Parfums Givenchy () is a French brand of perfumes and cosmetics, known for fragrances L'Interdit, Amarige, Organza, Pi, and Givenchy III. As part of Givenchy, it has been a subsidiary of LVMH since 1988.

Presentation 
The Givenchy perfume brand belongs to the LVMH luxury group since 1987. It has two factories in France. A perfume production plant (50%) and cosmetics (50%) located in Beauvais in the Oise (about 400 employees) opened in 1968 and a perfume plant located in Vervins in the Aisne (about 250 employees) in 1995.

History
Givenchy was founded in 1952 by designer Hubert de Givenchy, who retired in 1995. Known first for his haute couture work, Givenchy founded Les Parfums Givenchy in 1957.
In 1958, Hubert de Givenchy asked his friend Audrey Hepburn to be the face of his parfume, L'Interdit, which only she was allowed to wear for a full year. He created a revolution in using, for the first time, a movie star on an advertising campaign.

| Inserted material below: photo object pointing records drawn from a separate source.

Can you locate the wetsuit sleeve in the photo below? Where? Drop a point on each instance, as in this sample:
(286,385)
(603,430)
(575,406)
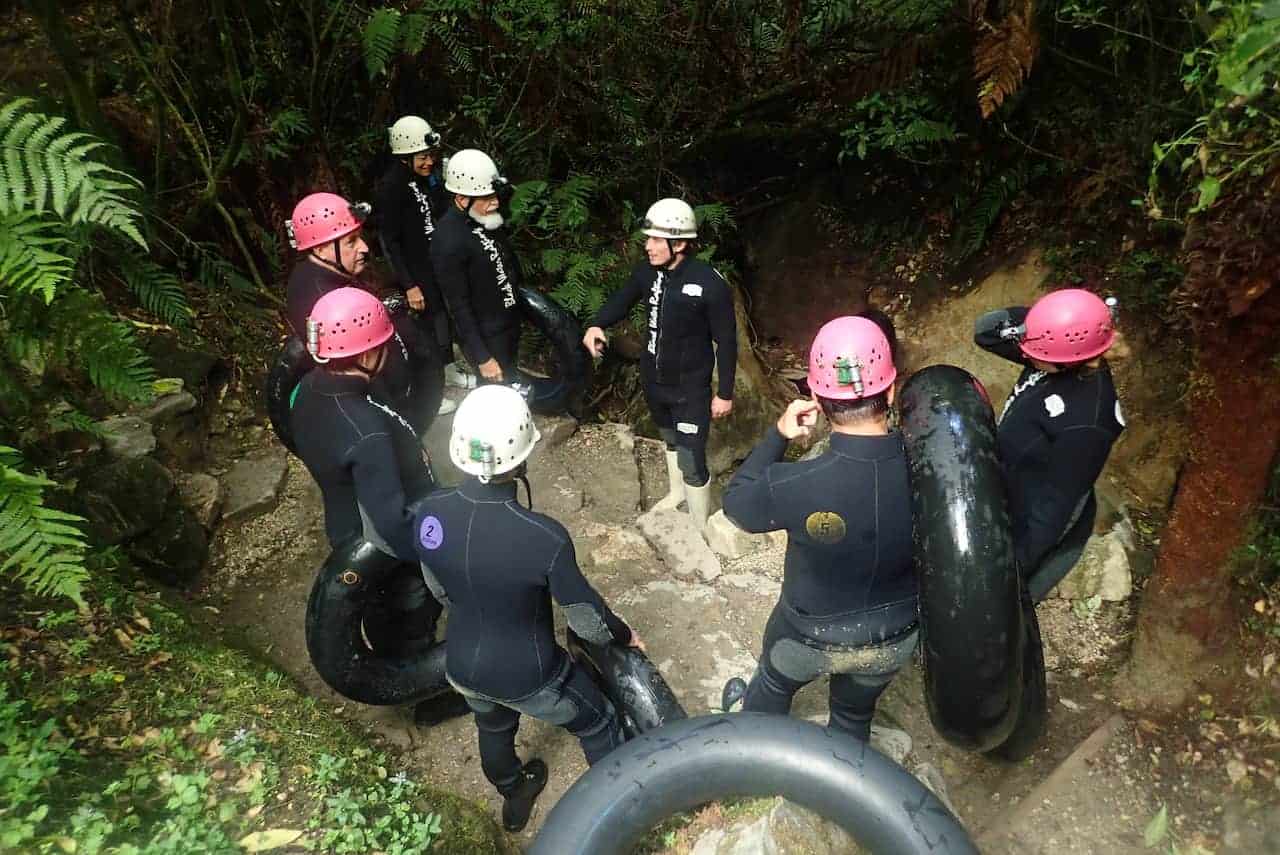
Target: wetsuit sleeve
(449,263)
(584,608)
(391,231)
(618,306)
(1078,456)
(723,323)
(382,495)
(749,497)
(987,328)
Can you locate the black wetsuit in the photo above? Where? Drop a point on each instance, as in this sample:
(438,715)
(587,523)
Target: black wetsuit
(369,463)
(688,310)
(849,590)
(1055,434)
(497,566)
(408,379)
(407,209)
(480,277)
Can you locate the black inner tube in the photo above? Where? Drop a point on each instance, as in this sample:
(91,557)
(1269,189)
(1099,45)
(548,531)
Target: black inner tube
(639,691)
(338,603)
(970,595)
(566,389)
(695,760)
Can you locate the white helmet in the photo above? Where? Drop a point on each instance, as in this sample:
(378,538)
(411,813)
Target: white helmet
(493,431)
(411,135)
(672,219)
(471,173)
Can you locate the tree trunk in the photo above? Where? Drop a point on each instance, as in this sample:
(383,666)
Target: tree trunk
(1187,616)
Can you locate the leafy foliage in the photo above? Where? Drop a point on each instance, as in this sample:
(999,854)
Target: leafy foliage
(899,123)
(39,545)
(158,289)
(41,168)
(1004,55)
(31,257)
(995,196)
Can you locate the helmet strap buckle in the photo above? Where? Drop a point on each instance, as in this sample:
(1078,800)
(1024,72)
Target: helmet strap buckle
(483,453)
(850,374)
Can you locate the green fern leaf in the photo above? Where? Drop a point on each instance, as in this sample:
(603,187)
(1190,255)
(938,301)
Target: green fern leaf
(414,33)
(382,35)
(30,255)
(45,169)
(42,548)
(158,289)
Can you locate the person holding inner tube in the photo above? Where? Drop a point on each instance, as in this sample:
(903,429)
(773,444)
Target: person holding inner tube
(410,200)
(1057,426)
(476,268)
(497,566)
(329,231)
(849,590)
(690,309)
(365,457)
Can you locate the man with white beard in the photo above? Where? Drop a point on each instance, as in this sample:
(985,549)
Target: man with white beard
(476,266)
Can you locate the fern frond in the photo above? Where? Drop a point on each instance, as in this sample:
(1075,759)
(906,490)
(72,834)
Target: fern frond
(81,328)
(460,54)
(572,201)
(714,218)
(382,36)
(414,30)
(1002,56)
(995,196)
(158,289)
(41,168)
(31,257)
(528,204)
(42,548)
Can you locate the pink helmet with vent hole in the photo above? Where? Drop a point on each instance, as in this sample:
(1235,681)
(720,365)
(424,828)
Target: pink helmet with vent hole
(320,218)
(850,359)
(1068,325)
(347,321)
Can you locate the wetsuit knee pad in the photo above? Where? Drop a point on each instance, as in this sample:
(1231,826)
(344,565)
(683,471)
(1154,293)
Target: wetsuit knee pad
(799,662)
(693,465)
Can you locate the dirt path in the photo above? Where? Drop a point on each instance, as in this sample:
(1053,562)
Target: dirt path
(698,634)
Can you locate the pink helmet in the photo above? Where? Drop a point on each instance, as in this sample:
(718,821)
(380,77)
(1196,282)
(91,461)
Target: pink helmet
(1068,325)
(320,218)
(347,321)
(850,359)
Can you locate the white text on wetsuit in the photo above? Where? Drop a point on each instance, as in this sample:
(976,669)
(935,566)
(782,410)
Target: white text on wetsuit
(508,295)
(654,302)
(425,207)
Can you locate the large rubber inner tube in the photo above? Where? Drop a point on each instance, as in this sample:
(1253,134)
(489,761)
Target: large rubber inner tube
(287,370)
(1033,707)
(565,391)
(696,760)
(339,599)
(631,681)
(970,606)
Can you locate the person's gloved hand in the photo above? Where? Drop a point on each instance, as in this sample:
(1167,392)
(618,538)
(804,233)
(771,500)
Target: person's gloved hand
(416,301)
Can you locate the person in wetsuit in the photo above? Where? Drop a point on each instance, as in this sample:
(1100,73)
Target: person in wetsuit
(476,268)
(1057,426)
(690,309)
(497,566)
(365,457)
(329,231)
(849,591)
(408,204)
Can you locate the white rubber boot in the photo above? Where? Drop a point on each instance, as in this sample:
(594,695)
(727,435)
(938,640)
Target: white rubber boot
(699,503)
(676,493)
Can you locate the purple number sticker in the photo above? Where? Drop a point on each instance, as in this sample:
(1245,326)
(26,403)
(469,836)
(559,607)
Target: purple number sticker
(430,533)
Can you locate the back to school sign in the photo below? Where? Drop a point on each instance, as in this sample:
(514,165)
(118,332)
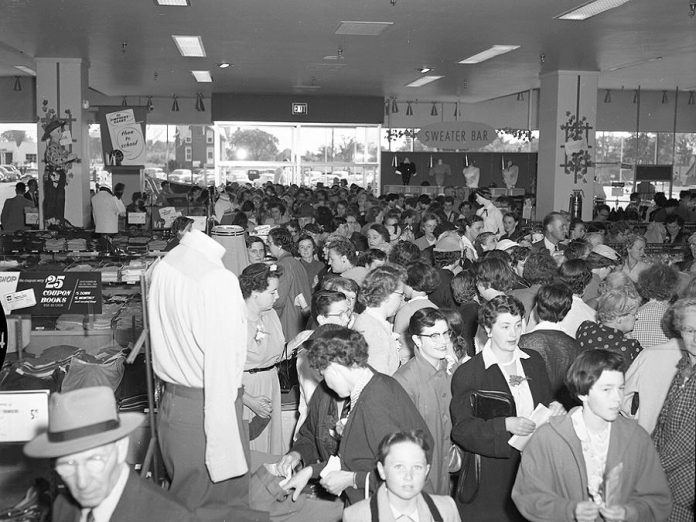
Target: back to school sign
(63,292)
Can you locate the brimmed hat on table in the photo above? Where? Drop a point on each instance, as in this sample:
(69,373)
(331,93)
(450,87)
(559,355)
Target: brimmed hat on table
(82,419)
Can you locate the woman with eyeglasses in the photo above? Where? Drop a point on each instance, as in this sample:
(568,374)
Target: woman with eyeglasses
(520,376)
(382,293)
(427,381)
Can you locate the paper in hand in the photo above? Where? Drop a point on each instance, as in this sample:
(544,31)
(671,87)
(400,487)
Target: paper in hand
(540,415)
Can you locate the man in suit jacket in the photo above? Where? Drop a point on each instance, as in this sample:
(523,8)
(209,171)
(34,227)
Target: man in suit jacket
(555,230)
(89,440)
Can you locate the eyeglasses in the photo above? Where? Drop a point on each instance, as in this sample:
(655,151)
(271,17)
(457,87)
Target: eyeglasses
(94,465)
(437,336)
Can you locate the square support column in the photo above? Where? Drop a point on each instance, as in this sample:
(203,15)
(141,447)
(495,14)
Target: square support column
(61,87)
(565,95)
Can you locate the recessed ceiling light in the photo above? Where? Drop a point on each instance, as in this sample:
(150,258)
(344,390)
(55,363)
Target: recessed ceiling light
(590,9)
(25,69)
(423,80)
(189,45)
(494,51)
(202,76)
(362,28)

Monsieur de Givenchy and l'Eau de Vetiver were launched in 1957 and 1959, respectively, followed in 1970 by the launch of the female fragrance Givenchy III with the slogan "Who knows why one is reminded of a particular woman and not another one? Givenchy III gives memories to men." The success of Parfums Givenchy led to the construction of a factory in Beauvais.

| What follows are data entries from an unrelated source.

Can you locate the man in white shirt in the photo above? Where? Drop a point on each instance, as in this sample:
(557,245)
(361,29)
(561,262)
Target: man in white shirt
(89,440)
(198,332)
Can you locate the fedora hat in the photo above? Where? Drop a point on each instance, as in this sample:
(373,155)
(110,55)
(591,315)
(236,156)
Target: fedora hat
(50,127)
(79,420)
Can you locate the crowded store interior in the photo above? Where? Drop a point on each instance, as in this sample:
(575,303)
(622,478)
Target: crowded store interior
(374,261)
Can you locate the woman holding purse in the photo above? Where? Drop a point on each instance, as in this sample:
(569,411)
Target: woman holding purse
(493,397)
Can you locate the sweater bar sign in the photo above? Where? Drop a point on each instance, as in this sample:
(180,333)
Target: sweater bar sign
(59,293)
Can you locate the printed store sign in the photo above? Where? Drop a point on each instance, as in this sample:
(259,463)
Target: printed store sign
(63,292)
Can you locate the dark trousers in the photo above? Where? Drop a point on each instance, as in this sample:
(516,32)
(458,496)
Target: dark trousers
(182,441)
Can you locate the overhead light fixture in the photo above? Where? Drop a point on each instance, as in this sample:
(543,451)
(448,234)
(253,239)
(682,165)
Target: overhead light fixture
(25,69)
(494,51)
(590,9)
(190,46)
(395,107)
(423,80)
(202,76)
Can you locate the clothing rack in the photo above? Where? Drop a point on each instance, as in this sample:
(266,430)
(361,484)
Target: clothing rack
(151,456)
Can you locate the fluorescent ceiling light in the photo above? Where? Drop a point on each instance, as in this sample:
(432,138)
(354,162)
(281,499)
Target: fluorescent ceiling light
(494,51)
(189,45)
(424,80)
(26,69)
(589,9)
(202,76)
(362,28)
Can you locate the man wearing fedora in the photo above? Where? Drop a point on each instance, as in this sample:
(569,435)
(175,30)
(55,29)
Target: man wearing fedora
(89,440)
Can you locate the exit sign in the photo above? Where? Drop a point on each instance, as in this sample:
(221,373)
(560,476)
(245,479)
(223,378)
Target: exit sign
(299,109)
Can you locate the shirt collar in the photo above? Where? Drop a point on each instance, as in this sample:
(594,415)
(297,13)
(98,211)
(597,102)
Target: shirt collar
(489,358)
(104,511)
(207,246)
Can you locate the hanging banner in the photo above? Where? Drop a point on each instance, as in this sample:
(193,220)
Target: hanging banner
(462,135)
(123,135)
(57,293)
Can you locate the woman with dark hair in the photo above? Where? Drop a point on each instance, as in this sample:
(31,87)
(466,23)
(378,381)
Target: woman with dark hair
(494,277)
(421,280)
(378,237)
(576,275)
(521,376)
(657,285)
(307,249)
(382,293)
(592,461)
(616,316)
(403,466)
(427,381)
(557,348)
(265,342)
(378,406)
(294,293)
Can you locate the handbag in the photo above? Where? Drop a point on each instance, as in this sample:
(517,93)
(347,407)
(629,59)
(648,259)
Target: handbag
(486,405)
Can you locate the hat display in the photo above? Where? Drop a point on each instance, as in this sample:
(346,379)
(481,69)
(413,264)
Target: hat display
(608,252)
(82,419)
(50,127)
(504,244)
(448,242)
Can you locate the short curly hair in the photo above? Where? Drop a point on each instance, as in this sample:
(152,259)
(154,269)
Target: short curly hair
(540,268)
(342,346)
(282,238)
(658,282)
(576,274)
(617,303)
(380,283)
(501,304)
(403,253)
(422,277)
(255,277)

Famous patrons include the Guinness, Grimaldi and Kennedy families, who famously wore Givenchy clothes to the funeral of John F. Kennedy.

Hubert de Givenchy created the “4G” logo for the brand and a cosmetic line launched in the United States.

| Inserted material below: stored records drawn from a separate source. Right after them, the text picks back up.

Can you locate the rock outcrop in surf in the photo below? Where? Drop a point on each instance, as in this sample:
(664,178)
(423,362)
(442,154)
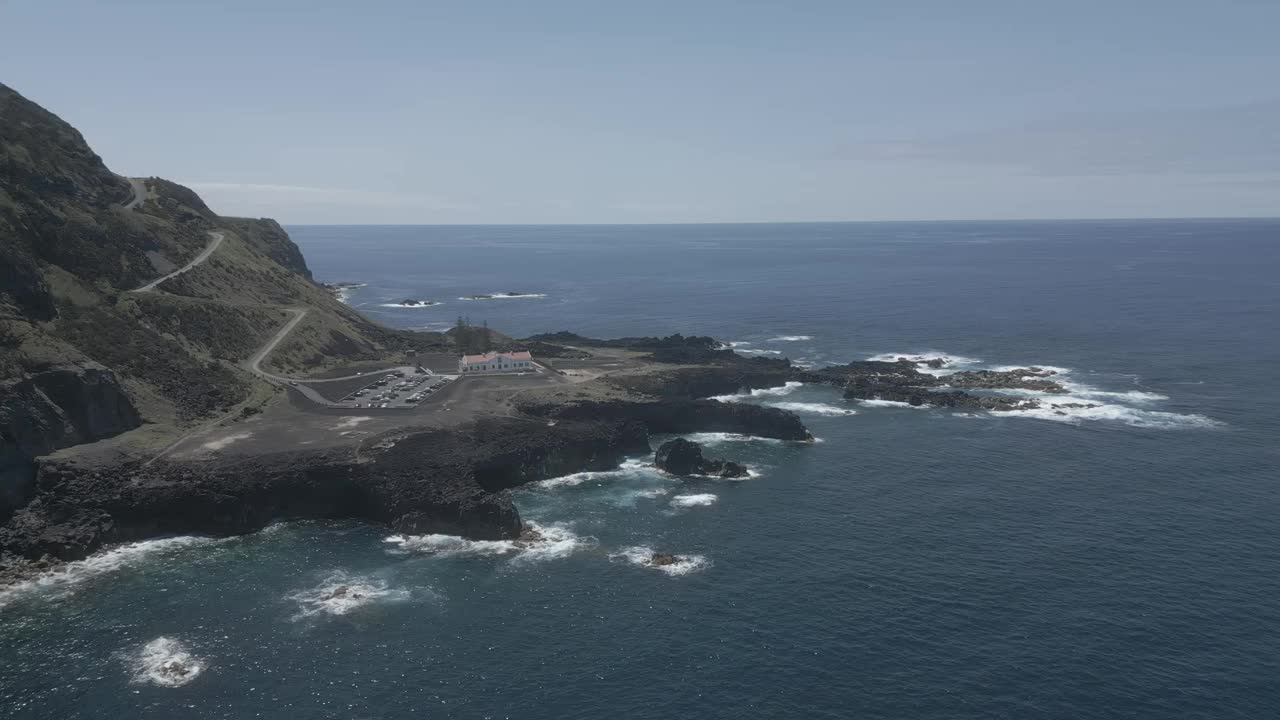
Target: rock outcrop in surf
(680,456)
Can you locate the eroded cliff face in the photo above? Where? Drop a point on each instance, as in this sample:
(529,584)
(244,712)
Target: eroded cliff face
(53,409)
(440,481)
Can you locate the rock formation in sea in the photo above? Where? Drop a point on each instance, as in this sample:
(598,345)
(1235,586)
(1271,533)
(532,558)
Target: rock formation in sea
(680,456)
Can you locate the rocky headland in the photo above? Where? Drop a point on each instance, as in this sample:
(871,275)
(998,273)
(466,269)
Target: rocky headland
(680,456)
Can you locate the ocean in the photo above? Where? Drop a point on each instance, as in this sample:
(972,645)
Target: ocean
(1116,561)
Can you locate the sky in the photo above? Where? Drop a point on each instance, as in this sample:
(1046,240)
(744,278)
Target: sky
(661,112)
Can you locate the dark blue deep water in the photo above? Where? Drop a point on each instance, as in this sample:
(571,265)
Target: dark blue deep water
(1121,561)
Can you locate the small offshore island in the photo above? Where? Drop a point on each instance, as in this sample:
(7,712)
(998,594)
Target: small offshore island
(184,373)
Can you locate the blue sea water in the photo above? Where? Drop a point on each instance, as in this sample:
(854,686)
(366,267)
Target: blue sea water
(1120,561)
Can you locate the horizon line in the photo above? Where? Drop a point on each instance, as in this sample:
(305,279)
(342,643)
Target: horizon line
(1116,219)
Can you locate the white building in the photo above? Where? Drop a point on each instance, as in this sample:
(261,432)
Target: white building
(497,363)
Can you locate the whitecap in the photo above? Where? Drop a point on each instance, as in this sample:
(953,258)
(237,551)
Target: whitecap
(506,296)
(421,304)
(1133,417)
(63,579)
(694,500)
(165,662)
(947,359)
(713,438)
(548,542)
(643,556)
(812,408)
(891,404)
(351,422)
(342,593)
(791,386)
(630,466)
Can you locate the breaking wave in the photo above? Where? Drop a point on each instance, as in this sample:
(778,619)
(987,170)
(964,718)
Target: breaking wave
(64,579)
(1134,417)
(812,408)
(341,593)
(504,296)
(694,500)
(548,542)
(714,438)
(947,359)
(1130,408)
(627,466)
(643,556)
(419,305)
(791,386)
(891,404)
(165,662)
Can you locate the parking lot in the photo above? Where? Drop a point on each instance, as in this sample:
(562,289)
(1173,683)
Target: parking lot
(396,390)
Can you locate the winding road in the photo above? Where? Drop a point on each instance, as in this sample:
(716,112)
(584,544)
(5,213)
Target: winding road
(215,240)
(140,192)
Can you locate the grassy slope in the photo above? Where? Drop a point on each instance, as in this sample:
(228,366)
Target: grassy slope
(69,254)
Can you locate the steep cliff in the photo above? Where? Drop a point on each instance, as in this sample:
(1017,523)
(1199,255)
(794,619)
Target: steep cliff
(85,355)
(50,410)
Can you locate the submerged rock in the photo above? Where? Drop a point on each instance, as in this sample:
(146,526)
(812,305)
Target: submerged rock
(685,458)
(173,669)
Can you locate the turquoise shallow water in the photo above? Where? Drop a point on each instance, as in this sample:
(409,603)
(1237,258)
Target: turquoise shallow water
(1115,563)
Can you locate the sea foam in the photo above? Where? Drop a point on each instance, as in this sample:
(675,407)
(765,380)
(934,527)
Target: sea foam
(694,500)
(342,593)
(791,386)
(167,662)
(643,557)
(64,579)
(812,408)
(552,541)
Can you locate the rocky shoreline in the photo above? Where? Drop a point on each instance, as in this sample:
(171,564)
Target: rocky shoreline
(458,479)
(451,481)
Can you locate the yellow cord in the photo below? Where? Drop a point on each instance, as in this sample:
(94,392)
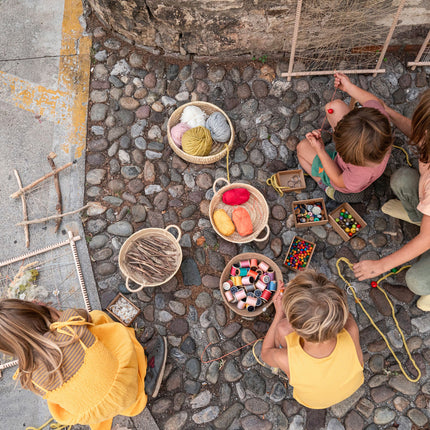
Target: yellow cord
(406,154)
(52,425)
(350,287)
(272,182)
(228,172)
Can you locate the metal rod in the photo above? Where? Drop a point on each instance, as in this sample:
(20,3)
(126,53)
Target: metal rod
(389,36)
(331,72)
(294,41)
(72,240)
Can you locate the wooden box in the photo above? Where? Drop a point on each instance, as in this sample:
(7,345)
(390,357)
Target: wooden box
(123,310)
(303,203)
(345,235)
(290,264)
(291,180)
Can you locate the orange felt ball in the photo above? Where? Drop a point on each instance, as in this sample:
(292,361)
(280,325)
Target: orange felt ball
(242,221)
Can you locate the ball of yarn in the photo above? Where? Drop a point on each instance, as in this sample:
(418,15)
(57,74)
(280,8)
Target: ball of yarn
(177,132)
(219,127)
(193,116)
(197,141)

Some of Givenchy's successful fragrances include Ysatis, Amarige, Organza, Very Irresistible, Ange ou Démon, Dahlia noir (2011) for women, and Monsieur de Givenchy (first fragrance for men, 1959), Gentleman, Pi, Givenchy pour Homme, Vetyver and Play for men.

In May 2019, a first-ever pop-up Givenchy beauty suite opened its doors to the visitors of the 2019 Cannes Film Festival, where the guests of the Cannes Film Festival could get their Givenchy makeover ahead of the red carpet premiere. This was part of an effort to revitalize the cosmetics line.

The perfumes 
In 2000, in order to contribute to the revival of the brand, Parfums Givenchy appointed designer Pablo Reinoso as artistic director of the company. The stylist Riccardo Tisci, artistic director of the Givenchy house from 2005 to 2017, participated in the creations of Givenchy perfumes following the departure of Reinoso from the group in 2006. Since May 2017, artistic direction has been provided by Clare Waight Keller, until in April 2020.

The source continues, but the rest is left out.